Kubernetes was established by Joe Beda, Brendan Burns, and Craig McLuckie was first reported by Google in mid-2014. The first codename for Kubernetes inside Google was Project 7, a reference the Star Trek ex-Borg character Seven of Nine i.e. The seven spokes on the wheel of the Kubernetes logo are a reference to that codename. Firstly, It composed completely in C++ however, later implemented in Go. Kubernetes v1.0 was discharged on July 21, 2015.

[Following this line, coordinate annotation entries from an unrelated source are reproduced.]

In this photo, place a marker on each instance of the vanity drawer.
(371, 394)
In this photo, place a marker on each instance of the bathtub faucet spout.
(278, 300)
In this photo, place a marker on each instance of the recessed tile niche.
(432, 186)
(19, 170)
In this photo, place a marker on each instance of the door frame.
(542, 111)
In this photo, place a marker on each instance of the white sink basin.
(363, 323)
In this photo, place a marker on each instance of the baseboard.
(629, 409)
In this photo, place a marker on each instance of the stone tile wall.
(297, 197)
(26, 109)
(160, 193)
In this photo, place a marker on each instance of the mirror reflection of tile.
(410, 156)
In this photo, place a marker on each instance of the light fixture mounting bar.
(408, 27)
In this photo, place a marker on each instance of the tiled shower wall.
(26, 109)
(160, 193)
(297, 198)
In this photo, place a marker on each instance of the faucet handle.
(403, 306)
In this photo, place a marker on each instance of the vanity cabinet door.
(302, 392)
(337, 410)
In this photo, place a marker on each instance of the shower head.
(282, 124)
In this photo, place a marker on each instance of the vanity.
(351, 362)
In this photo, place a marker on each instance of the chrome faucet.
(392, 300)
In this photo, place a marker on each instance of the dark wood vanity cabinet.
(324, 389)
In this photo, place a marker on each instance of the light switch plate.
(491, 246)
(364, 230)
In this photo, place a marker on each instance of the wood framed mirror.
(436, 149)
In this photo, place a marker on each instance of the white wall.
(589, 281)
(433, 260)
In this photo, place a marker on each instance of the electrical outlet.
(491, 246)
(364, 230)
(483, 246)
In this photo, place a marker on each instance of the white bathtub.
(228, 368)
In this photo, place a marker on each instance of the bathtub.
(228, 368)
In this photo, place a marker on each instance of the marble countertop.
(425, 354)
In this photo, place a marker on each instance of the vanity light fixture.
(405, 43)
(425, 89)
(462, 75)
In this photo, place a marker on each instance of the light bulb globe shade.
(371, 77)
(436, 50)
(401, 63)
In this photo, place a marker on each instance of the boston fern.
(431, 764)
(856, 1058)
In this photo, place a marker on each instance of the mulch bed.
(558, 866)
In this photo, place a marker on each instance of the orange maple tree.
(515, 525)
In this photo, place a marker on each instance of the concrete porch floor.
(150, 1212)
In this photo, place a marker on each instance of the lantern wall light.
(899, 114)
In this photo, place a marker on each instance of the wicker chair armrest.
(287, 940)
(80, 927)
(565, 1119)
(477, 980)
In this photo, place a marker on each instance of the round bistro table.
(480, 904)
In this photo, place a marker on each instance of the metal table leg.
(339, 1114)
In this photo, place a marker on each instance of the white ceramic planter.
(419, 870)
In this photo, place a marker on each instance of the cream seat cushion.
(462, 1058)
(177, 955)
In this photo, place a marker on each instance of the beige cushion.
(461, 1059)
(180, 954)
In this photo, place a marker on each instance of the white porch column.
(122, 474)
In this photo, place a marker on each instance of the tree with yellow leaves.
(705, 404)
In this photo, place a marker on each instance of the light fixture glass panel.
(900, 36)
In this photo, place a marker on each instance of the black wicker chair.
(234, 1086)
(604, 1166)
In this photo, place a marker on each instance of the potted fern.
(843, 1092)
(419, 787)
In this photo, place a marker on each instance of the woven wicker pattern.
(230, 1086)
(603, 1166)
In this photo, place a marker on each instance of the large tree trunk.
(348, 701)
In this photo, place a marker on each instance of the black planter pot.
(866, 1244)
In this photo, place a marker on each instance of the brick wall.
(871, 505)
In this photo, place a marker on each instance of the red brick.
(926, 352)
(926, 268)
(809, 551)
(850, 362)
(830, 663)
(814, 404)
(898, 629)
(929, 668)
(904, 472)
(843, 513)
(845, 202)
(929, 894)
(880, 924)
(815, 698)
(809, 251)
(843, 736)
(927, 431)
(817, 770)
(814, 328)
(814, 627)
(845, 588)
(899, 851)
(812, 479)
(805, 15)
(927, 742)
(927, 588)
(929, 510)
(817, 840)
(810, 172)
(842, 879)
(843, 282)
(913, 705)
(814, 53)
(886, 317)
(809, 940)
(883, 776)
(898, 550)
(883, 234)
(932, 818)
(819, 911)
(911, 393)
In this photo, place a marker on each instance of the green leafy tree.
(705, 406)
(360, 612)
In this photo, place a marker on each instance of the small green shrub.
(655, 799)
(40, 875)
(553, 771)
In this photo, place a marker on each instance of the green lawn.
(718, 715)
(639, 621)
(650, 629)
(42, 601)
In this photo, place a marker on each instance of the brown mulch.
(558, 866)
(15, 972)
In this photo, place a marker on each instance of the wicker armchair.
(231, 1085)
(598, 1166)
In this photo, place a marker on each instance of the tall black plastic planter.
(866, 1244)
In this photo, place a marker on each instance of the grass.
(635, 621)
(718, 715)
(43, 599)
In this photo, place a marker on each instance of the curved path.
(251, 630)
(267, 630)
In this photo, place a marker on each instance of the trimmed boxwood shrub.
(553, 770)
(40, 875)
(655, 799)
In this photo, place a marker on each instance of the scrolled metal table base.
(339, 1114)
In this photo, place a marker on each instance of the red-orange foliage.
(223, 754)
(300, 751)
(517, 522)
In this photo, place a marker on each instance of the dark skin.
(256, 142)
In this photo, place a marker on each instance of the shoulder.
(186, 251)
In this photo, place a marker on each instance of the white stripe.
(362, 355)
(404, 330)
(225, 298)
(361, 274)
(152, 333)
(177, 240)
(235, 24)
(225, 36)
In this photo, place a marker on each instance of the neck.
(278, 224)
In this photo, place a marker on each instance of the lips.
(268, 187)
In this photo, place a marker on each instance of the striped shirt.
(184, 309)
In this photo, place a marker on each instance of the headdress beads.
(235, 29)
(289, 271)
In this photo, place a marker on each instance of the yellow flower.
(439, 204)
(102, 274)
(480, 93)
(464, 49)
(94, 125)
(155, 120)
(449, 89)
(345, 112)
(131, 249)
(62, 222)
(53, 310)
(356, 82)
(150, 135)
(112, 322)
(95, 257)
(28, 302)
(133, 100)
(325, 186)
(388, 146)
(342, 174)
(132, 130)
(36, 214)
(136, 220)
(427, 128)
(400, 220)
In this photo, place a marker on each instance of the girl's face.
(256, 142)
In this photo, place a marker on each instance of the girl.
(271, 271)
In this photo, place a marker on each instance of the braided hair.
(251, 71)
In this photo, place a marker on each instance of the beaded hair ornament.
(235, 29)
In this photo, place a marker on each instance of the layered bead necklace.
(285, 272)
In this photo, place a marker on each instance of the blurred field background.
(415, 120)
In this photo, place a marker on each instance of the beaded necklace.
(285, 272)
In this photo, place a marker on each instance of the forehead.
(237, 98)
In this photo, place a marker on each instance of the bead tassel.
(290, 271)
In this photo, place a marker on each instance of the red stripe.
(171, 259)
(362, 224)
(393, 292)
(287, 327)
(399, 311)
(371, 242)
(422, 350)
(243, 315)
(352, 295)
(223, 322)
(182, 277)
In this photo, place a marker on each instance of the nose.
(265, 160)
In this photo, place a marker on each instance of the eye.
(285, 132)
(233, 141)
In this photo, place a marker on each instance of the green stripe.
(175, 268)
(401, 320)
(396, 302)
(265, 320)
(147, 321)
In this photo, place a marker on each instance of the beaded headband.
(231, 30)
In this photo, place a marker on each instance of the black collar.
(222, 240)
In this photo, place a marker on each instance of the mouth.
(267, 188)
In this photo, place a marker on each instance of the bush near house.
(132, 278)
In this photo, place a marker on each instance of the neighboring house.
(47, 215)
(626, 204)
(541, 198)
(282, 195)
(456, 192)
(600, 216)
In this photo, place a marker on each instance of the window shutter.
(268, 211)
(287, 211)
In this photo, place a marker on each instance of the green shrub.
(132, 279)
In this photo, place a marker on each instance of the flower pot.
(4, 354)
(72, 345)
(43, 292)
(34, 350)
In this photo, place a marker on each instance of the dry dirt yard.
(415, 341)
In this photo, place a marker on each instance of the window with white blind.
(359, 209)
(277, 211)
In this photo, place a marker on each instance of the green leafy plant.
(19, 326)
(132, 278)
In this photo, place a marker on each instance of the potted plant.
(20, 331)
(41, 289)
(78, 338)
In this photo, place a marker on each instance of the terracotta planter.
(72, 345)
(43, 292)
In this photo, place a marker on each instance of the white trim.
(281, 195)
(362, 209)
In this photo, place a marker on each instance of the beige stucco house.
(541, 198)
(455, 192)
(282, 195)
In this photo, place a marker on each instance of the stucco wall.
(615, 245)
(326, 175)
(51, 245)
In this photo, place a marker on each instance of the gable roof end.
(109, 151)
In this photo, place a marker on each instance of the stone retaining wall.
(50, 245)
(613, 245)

Also, Google joined forces with the Linux Foundation to frame the Cloud Native Computing Foundation (CNCF) and offered Kubernetes as a seed innovation.

Features

The following are some of the important features of Kubernetes:

  • Continues development, integration, and deployment
  • Containerized infrastructure
  • Application-centric management
  • Auto-scalable infrastructure
  • Environment consistency across development testing and production
  • Loosely coupled infrastructure, where each component can act as a separate unit
  • The higher density of resource utilization
  • Predictable infrastructure which is going to be created

Kubernetes Objects

Some of the important objects used in Kubernetes:

  • Pods: A Pod is the smallest unit in Kubernetes that you create or deploy. A Pod represents a running process on your cluster as either a component of your application or an entire app. Generally, you only have one container per pod, but if you have multiple containers with a hard dependency, you can package them into a single pod and share networking and storage. The Pod provides a unique network IP and set of ports for your containers, and options that govern how containers should run.
  • Node: A node is a working machine in the Kubernetes group which is otherwise called a flunky. They are working units which can be physical, VM, or a cloud occasion. Every node has all the necessary design required to run a unit on it.
  • ReplicaSets: A ReplicaSet's motivation is to keep up a steady arrangement of reproduction Pods running at some random time. The ReplicaSets can likewise be supposed to be a gathering instrument that lets Kubernetes keep up the number of occurrences that have been announced for a given case.
  • Services: A Service is an abstraction that defines a logical set of Pods and a policy by which to access them. As Deployments create and destroy Pods, Pods get their IP address. But those addresses don't remain stable over time. A Service group a set of Pods and provides a stable endpoint (or fixed IP) for them.
  • Deployment: A Deployment represents a group of replicas of the same Pod and keeps your Pods running even when nodes they run on fail. It could represent a component of an application or an entire app. In this case, it's the Nginx web server.
  • Namespaces: Kubernetes gives an apportioning of the assets it oversees into non-covering sets called namespaces.
  • Volumes: In Kubernetes, a volume can be thought of as an index which is open to the holders in a case. We have various sorts of volumes in Kubernetes and the sort characterizes how the volume is made and its substance. The idea of the volume was available with the Docker, anyway, the main issue was that the volume was a lot of restricted to a specific case. When the life of a unit finished, the volume was additionally lost.
  • Secrets: Secrets can be characterized as Kubernetes objects used to store touchy information, for example, client names and passwords with encryption.